Despite considerable research connecting cellular metabolism with differentiation decisions, the underlying mechanisms that translate metabolite-sensitive activities into unique gene programs are still unclear. We found that aspects of the interleukin-2 (IL-2)-sensitive effector gene program in CD4(+) and CD8(+) T cells in type 1 conditions (Th1) were regulated by glutamine and alpha-ketoglutarate (alpha KG)-induced events, in part through changes in DNA and histone methylation states.

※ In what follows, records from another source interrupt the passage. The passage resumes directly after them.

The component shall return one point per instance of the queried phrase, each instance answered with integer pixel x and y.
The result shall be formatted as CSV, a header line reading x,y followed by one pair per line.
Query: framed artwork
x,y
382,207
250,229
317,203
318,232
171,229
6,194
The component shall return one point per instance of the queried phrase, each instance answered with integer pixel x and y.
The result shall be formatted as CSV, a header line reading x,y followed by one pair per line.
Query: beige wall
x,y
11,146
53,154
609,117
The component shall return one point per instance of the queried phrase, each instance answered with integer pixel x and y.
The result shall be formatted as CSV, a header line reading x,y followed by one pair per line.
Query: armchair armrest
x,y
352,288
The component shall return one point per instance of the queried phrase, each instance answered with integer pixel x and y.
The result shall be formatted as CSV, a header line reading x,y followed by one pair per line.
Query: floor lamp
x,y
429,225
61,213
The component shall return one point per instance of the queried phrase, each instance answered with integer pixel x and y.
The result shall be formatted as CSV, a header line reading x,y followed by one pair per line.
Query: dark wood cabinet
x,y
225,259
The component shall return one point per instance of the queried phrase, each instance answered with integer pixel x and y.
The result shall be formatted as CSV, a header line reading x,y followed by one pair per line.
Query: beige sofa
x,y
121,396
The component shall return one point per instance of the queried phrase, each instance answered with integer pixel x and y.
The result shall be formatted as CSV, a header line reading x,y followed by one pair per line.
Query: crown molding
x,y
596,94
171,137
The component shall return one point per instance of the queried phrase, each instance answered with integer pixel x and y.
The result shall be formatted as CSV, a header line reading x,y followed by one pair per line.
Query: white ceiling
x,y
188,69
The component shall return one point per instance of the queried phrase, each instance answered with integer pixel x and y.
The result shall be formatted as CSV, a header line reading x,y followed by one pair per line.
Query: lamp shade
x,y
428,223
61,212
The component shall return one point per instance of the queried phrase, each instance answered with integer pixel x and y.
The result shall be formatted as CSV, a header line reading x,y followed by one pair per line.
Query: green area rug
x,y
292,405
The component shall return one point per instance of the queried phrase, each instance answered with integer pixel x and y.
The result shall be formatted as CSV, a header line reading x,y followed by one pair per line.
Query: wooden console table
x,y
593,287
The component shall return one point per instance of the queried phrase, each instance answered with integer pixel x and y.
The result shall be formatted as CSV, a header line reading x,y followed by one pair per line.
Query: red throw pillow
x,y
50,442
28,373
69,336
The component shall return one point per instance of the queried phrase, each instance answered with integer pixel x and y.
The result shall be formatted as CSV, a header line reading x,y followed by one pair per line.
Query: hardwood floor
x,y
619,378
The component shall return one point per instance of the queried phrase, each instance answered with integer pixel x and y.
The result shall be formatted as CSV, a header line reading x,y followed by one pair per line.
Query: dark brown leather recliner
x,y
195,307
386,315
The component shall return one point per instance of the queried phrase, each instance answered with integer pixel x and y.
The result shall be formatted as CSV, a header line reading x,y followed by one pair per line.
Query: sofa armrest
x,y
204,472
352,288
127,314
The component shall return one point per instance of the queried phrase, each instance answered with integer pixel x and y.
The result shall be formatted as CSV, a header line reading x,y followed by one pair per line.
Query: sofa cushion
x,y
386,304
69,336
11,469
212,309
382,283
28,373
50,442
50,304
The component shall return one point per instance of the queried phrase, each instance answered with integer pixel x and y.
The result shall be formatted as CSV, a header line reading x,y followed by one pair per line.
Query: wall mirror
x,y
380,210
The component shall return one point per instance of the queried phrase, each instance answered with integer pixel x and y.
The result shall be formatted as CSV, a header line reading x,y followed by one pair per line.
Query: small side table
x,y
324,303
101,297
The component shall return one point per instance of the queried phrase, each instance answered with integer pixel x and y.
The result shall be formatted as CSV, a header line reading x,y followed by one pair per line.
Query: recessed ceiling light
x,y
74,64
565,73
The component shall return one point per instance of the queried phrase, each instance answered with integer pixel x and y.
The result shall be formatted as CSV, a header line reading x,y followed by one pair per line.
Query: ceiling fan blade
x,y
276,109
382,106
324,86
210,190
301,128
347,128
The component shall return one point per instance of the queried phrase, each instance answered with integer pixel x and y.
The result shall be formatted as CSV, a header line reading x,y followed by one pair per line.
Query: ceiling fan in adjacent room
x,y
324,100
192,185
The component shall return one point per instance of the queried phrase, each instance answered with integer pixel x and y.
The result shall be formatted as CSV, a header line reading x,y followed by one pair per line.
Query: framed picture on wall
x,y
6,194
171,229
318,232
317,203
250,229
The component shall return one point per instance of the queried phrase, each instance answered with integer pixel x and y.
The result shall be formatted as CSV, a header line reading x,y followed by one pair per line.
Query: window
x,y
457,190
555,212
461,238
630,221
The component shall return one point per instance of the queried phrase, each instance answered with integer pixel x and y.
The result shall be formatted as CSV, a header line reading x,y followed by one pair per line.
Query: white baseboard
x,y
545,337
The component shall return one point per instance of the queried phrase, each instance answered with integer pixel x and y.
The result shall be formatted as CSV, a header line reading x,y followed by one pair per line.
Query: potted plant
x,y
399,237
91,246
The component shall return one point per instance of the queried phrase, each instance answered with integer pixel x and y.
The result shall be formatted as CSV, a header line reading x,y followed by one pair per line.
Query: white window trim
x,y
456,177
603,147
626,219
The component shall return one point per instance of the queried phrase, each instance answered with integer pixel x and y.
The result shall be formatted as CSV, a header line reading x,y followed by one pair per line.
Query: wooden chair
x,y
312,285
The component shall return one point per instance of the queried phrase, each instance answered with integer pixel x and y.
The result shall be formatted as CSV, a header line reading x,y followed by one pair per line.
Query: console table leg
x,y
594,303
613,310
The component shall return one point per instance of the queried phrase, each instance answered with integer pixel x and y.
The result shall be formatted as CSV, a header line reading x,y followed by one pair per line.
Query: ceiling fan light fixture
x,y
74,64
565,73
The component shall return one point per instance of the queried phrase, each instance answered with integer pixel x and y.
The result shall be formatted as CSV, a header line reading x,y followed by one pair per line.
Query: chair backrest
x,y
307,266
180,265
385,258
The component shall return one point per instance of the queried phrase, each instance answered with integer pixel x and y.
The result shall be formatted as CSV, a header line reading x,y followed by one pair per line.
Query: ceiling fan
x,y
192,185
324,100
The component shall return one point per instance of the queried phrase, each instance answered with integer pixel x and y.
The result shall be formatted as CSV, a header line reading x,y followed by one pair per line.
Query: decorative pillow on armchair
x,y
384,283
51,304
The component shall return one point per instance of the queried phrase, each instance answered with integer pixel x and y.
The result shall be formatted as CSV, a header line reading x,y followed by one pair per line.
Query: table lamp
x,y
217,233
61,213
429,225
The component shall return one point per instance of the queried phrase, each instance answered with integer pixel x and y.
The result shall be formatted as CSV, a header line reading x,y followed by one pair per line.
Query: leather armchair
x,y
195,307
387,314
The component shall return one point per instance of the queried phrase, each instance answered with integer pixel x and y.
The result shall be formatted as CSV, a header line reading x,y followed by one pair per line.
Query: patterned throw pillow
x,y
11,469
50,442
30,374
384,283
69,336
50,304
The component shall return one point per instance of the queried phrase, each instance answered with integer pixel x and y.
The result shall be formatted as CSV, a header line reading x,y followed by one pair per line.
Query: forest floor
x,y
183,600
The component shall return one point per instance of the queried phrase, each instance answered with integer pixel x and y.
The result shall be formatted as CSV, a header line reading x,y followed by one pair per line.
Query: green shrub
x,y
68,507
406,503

We further identified a mechanism by which IL-2- and alpha KG-sensitive metabolic changes regulated the association of CCCTC-binding factor (CTCF) with select genomic sites. alpha KG-sensitive CTCF sites were often associated with loci containing IL-2- and alpha KG-sensitive genome organization patterns and gene expression in T cells. IL-2-and alpha KG-sensitive CTCF sites in T cells were also associated with genes from developmental pathways that had alpha KG-sensitive expression in embryonic stem cells. The data collectively support a mechanism wherein CTCF serves to translate alpha KG-sensitive metabolic changes into context-dependent differentiation gene programs.